Figure 1
From: Belief of agency changes dynamics in sensorimotor networks

Experimental task. Participants were asked to fixate a rhythmically flashed light stimulus and tap synchronously with this stimulus such that the impact of their right index finger on the armrest coincides with the flash. (A) After 4 successive hits inside the window of opportunity (blue, 75 ms duration) in the No-Agency (NA) state, the participant entered the Hidden Agency (HA) state, already triggering the flash (grey) time-locked to the tap (black), seen here in the last two taps. Now the windows of opportunity were adjusted to the previous tap (centered at 2/3 s post-tap). Importantly, there was no change in context light yet, thus the participant was not aware of being agent over the flash. A miss would directly switch the state back to NA from any other state. (B) After 4 succesive hits in the HA state, the Overt Agency OA state started and agency was indicated to the participant by a color change in the context light. The flash was still locked to the tap as before. After another 7–9 hits, the HA state was repeated Hidden Agency Control (HAC), by falsely indicating loss of agency for 4 succesive hits (not shown here) and then again with NA. Here the participant initially tapped slightly slower, then faster than 1.5 Hz, but stayed within the window of opportunity. (C) Participants passed sequentially through NA, HA, OA, and HAC as long as they managed to tap without misses.

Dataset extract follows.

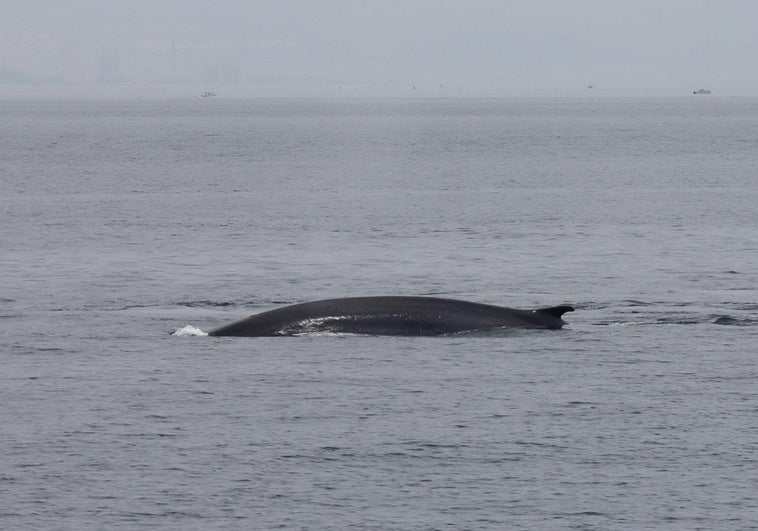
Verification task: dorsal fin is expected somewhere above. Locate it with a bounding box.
[537,305,574,319]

Grey indicates hypothesized neural activity for a given process (belief of a agency changing shortly after a change in context light, tapping related activity increasing for successive hits and context attention increasing transiently, when context light changes). This means that an effect related to the belief of agency should be apparent in the main contrast OA-HA and in the same direction in the control contrast OA-HAC. An effect related to successful tapping performance should change gradually over time, the longer the rhythm was kept and thus should show opposite effects for the main contrast compared to the control contrast. Note that the context cue changed color at the start of OA and HAC, but not HA.